A vertical asymptote occurs when the function is undefined so in this case, when $x = 6$.

We can figure out on which side the $y$ values approach $\infty$ when getting closer to $x = 6$ and on which side the $y$ values approach $- \infty$ by plugging in a slightly smaller number than 6 and a slightly bigger number than 6 for $x$.

If we plug in 6.00001 for $x$ we get a positive number for $y$ and if we plug in 5.9999 for $x$ we get a negative number for $y$.

So directly to the right of the asymptote the values are positive, and directly to the left they are negative.

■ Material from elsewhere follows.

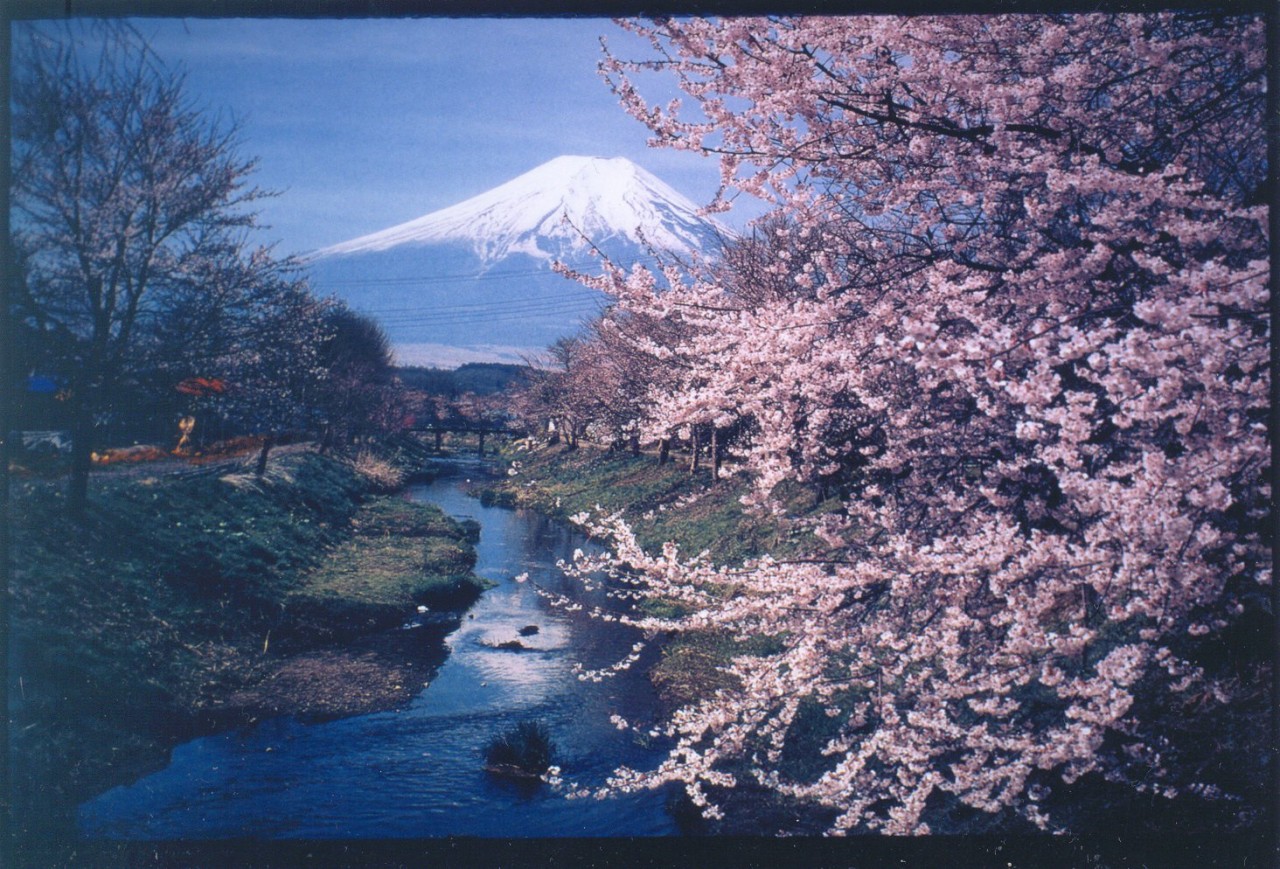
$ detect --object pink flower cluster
[545,14,1271,833]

In addition to the vertical asymptote at $x = 6$ there is a slant asymptote.

We know this because the magnitude of the numerator's function and the denominator's function differ by +1.

To find where the slant asymptote is, you need to divide the numerator by the denominator. This results in $x + 10 + \frac{55}{x - 6}$.

But the slant intercept doesn't include the remainder of the quotient. So there is a slant asymptote at $y = x + 10$

Intercepts

We calculate the intercepts of a rational function by finding the roots of the numerator's function.

So by factoring ${x}^{2} + 4 x - 5$ we will get the roots of the main function.

These roots are x = -5, 1.

End Behavior

When calculating end behavior you can rewrite the function with only it's leading terms. So our function $\frac{{x}^{2} + 4 x - 5}{x - 6}$ can be rewritten as ${x}^{2} / x$ which can be simplified to $x$.

Now, if we insert a large positive number we would get a large positive number, and similarly if we insert a large negative number we would get a large negative number.

So the end behavior is when the $x$ is a large positive number the $y$ will be a large positive number and when the $x$ is a large negative number the $y$ will be a large negative number.